On Apr 10, 2017, at 1:00 AM, Magnus Danielson <mag...@rubidium.dyndns.org> 
wrote:

God Morgon Attila,

On 04/09/2017 10:28 PM, Attila Kinali wrote:
On Tue, 4 Apr 2017 17:58:11 -0700
jimlux <jim...@earthlink.net> wrote:

The beauty of the system would be that you don't need a SAW filter
at all. If the input stage (LNA + mixer) has a high enough dynamic
range, then the (first) IF filer alone can remove all those out of
band interference. And at the same time, because the IF frequency
being low, you don't need any specialized filter components that
might not be available in a couple of months.

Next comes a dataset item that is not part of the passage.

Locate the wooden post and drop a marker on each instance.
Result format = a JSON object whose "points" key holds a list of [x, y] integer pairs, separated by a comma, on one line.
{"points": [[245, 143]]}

Of course, this doesn't really work that way when significantly
wider signals (E5) have to be caught together with "narrow band"
signals (L1 C/A or L2C).

You got it backwards.

You need to protect your LNA and mixer from other signals, not to be blocked 
out by out of band signals which is strong. That's why you have SAW filters to 
start with. This has become a larger issue these days.

So, considering that you already have them, then what good do they do for the 
different scenarios.

Unfortunately, the AD9361 does not offer the IF bandwith necessary.
Even though it has a high sample rate and can offer high bandwidth
capture of signals, the zero-IF nature of its design doesn't work
for this design approach. The IF of the AD9361 has a low pass filter
of at most 56MHz, ie it offers to capture a bandwith of 56MHz of
frequency space (using both I and Q channels). But the above approach
would need an IF of >200MHz, but it would be enough to only have a
single channel.

Only if you *need* the Galileo E5.

The other point with E5 is the nature of the data on the various sub signals. 
Galileo has three
classes of service and only one of them is free (open). As with traditional  L1 
/ L2 survey receivers, you
don’t *have* to recover full data from a signal for it to be useful. That said, 
the free (open) service
is only on one of the two sub signals. If you are building a L1 / L2 / L5 GNSS 
receiver, you might
well opt to only grab the lower part of the E5 signal.

You might also decide on a setup that only used two of the three bands. That 
would give you all
the data and ionospheric correction. It is a bit unclear what the third band 
would add other than a “cool factor”
if traditional criteria are used for the receiver design. There are various 
arguments for L1 / L5 and L1 / L2. One
could even make a case for L2  /  L5.

L2 and L5 is so close, that bringing them down together is relatively simple.

If you make a receiver today, it should be able to use any set of bands, including L2 only or L5 only. Even more refined than that, any set of signals. One should attempt to get any of the transmitted signal, so there might be L1 from one, L2 and L5 from one, L1 and L5 from one etc. Each signal contributes. Signal pairs and tripples allow for ionospheric estimation, with the added benefit.

Even if ionospheric correction is not a bit issue in your design, jamming 
probably should be for a design
targeted to run for many years into the future.. A broadband jammer 
(intentional or accidental) can fairly
easily take out one of the bands. It’s quite a bit harder to take out all of 
them at once. A lot would depend
on just how nasty an environment you intend to operate in, and how sensitive 
you are to occasional issues.

Lots of choices ….

Indeed. I have been advocating for use of multiple bands, besides L1, and for multiple GNSS. This helps to build signal redundancy. Such receivers should not be too expensive eventually.